Pour les saisies autorisées au 1er juillet 2025, il faut distinguer deux hypothèses. Si le créancier est assisté ou représenté par un commissaire de justice, la procédure lui est transmise par le greffe à compter de cette date. Si le créancier n’est ni assisté ni représenté par un commissaire de justice, la procédure est transmise par le greffe à la chambre régionale des commissaires de justice du lieu où réside le débiteur pour son attribution à un commissaire de justice. Il faudra dresser un procès-verbal en double exemplaire, l’un destiné mandataire ou la chambre régionale, l’autre destiné au service des saisies des rémunérations.

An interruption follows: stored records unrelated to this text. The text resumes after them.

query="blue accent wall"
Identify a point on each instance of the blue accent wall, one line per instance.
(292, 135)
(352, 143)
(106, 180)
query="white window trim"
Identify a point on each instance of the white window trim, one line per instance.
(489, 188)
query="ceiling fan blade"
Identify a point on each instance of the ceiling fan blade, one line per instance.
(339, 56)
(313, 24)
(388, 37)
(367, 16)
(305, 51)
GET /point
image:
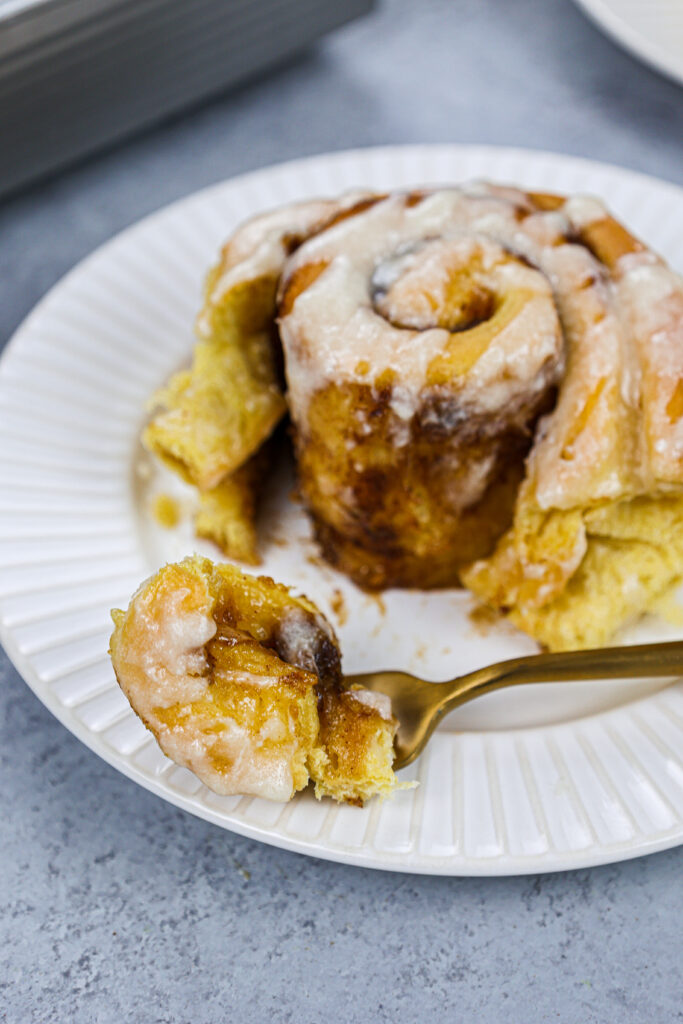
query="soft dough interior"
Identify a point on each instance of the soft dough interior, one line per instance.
(241, 682)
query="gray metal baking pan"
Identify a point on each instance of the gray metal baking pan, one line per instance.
(76, 75)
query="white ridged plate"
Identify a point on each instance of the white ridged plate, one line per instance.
(540, 779)
(651, 30)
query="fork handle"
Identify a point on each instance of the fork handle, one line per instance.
(605, 663)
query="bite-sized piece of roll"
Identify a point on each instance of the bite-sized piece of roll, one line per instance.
(597, 536)
(421, 344)
(239, 681)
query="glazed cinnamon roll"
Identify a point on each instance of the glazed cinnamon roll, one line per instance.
(422, 341)
(484, 386)
(597, 536)
(211, 420)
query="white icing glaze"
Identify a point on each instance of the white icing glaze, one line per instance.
(582, 211)
(378, 701)
(333, 333)
(162, 664)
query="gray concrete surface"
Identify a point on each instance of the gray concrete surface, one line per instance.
(118, 907)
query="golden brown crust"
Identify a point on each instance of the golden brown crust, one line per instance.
(241, 682)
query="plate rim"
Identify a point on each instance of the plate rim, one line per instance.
(462, 865)
(619, 29)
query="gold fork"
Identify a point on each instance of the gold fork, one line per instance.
(419, 706)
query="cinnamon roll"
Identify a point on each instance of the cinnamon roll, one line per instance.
(484, 386)
(421, 342)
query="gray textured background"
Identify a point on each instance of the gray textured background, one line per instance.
(118, 907)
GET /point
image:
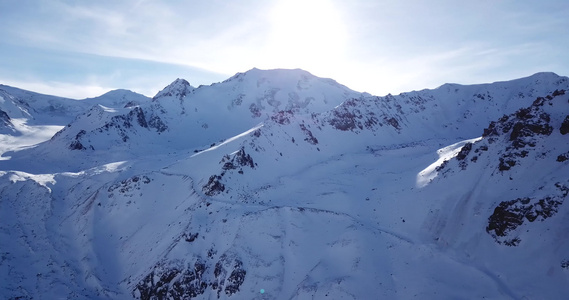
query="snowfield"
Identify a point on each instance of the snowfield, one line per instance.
(280, 185)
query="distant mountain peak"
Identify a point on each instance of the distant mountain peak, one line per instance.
(179, 89)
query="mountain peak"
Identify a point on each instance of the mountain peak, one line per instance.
(179, 89)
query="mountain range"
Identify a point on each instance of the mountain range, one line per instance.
(277, 184)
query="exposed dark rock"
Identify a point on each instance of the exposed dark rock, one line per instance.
(129, 185)
(509, 215)
(213, 186)
(464, 151)
(190, 237)
(76, 144)
(309, 137)
(177, 280)
(563, 157)
(255, 110)
(343, 119)
(282, 117)
(393, 122)
(565, 126)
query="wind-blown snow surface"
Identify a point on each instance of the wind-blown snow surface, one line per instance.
(297, 188)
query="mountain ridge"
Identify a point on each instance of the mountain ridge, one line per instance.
(373, 196)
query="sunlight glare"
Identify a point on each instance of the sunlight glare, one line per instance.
(308, 34)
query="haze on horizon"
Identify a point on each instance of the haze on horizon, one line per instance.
(83, 49)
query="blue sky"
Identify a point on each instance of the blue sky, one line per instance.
(82, 49)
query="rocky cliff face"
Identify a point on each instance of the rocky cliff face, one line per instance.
(278, 184)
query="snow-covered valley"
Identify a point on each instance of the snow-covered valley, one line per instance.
(280, 185)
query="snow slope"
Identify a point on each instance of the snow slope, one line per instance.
(298, 188)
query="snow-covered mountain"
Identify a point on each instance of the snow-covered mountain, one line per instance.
(281, 185)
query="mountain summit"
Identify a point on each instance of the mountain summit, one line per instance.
(276, 184)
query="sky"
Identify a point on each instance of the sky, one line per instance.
(80, 48)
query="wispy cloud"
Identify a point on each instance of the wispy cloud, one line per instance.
(377, 46)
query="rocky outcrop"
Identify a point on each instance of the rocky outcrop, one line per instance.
(237, 161)
(509, 215)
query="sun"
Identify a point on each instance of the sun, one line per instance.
(308, 34)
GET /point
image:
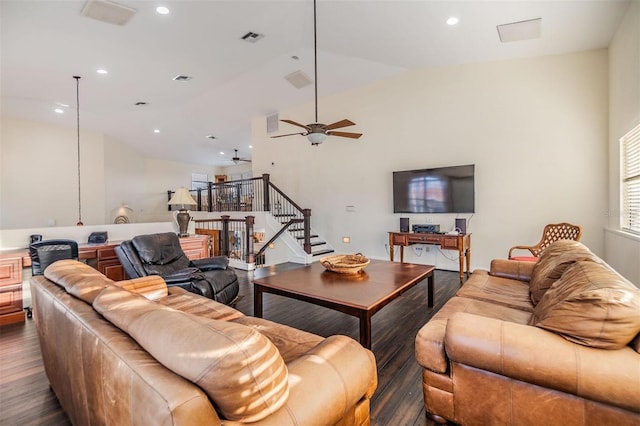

Dans tous les cas, à compter de la transmission de la procédure, le créancier doit confirmer sa volonté de poursuivre la procédure de saisie des rémunérations selon les nouvelles modalités dans un délai de trois mois, à peine de caducité de la mesure en cours. Cette confirmation se fait par tous moyens, est inscrite sur le registre numérique des saisies des rémunérations, et un commissaire de justice répartiteur sera désigné, conformément à l’article R. 212-1-10 du code des procédures civiles d’exécution – le décret cite l’article R. 212-20, lequel demeure également inconnu.
Pour les requêtes en saisie des rémunérations introduites avant le 1er juillet 2025, la procédure à utiliser sera celle antérieure à la réforme. La procédure ne sera transmise au mandataire du créancier, selon les modalités susvisées, qu’à compter du procès-verbal de non-conciliation ou du jugement passé en force de chose jugée ayant autorisé la saisie.
Pour les demandes incidentes ou contestations présentées avant le 1er juillet 2025, la procédure à utiliser sera celle antérieure à la réforme. La procédure ne sera transmise au mandataire du créancier ou à la chambre régionale des commissaires de justice, qui la communiquera à son tour au commissaire de justice désigné, qu’à compter du prononcé d’une décision ayant acquis force de chose jugée.
par Kévin Castanier, Maître de conférences à l’Université de Rouen (CUREJ UR 4703 – Membre associé de l’IODE UMR CNRS 6262)
Décr. n° 2025-125, 12 févr. 2025, JO 14 févr.